Doch Vorsicht: Eine Love­brand entsteht niemals durch Nachahmung. "Viele Marken orientieren sich so sehr an Trends oder anderen Marken, dass sie nur kopieren, statt zu lernen." Pohl verweist auf den Kommunikationstrend Authentizität: "Der allein macht keine Lovebrand." Zu wenig, zu undifferenziert, lautet ihr Urteil. "Eine echte Lovebrand strahlt Besonderheit aus. Sie schafft Momentum und bietet Haltung an." Damit setzt sie ihren ganz eigenen Trend. Für die Agenturmanagerin sind Lovebrands heute Mini, Lego, Edeka und Apple. Samsung, Volkswagen oder Rewe bezeichnet sie dagegen als "Vernunftmarken".

Auch kleine Marken können Lovebrands sein

Abseits der großen Marken gibt es noch viele kleine Lovebrands, die in spitzen Zielgruppen reüssieren. Zum Beispiel die Streetwearmarke Supreme für Teens. Lee, die bekannte Jeansmarke, für männliche Hipster. Und die Outdoorkamera Go Pro für coole Sportler. Pohl: "Im Kern sind solche Marken sauber und spitz auf ein Segment ­positioniert." Um Aufmerksamkeit auf die Marke zu lenken, ist ein gewisser Werbedruck sicherlich wichtig. Doch darf man es dabei nicht übertreiben. Denn Liebe hat nichts mit Penetranz zu tun. "Eine Lovebrand ergibt sich nicht von heute auf morgen", sagt Markenexperte Vogler. Jede starke Marke braucht Kontinuität – und Lovebrands ganz besonders. Neben einer "messerscharfen Positionierung" rät er zu "einzigartiger, hoch emotionaler Kommunikation". Schafft es eine Marke, für außerordentliche Markenerlebnisse zu sorgen, ergibt sich leichter eine Mobilisierung der Verbraucher. Sie wird weiterempfohlen und erzeugt somit einen Sog.

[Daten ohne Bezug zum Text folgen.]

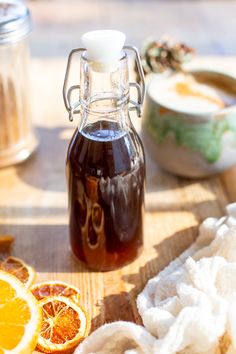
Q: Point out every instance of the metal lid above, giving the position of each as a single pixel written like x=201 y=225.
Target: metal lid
x=15 y=21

Wer zur Kultmarke avancieren will, tut daher gut daran, Gelegenheiten zu bieten, bei denen sich die Community treffen und austauschen kann. Sosehr sie sich auch anstrengen mögen: Nur wenige Marken haben das Zeug, zur Kultmarke oder Lovebrand zur werden. Hersteller von Treppenliften, Mottenkugeln oder WC-Steinen bleiben für Markenberater Arnd Zschiesche bis auf Weiteres draußen. Andererseits ist Liebe ein Gefühl, das sich schwer steuern lässt. "Love­brands können nicht einfach in strategisch cleveren Marketingabteilungen und von kreativen Agenturen geplant und danach präzise realisiert werden", sagt Vogler. Kurzum: Viele Lovebrands wurden nie als solche erdacht – sie haben sich einfach ergeben. Irgendwie waren sie dann plötzlich Kult.

3 Tipps, wie es mit der Lovebrand klappt:

  1. Erzeugen Sie ein Gemeinschaftsgefühl, und stellen Sie somit Sinn her. Das gelingt über das Schaffen einer Community.
  2. Lassen Sie das Produkt für sich selbst sprechen: Fordern Sie Ihre Konsumenten auf, mit dem Produkt zu interagieren.
  3. Eine Lovebrand dauerhaft am Leben zu halten ist schwieriger, als sie zu schaffen. Studieren Sie, was Ihre Zielgruppe von Ihrer Marke erwartet.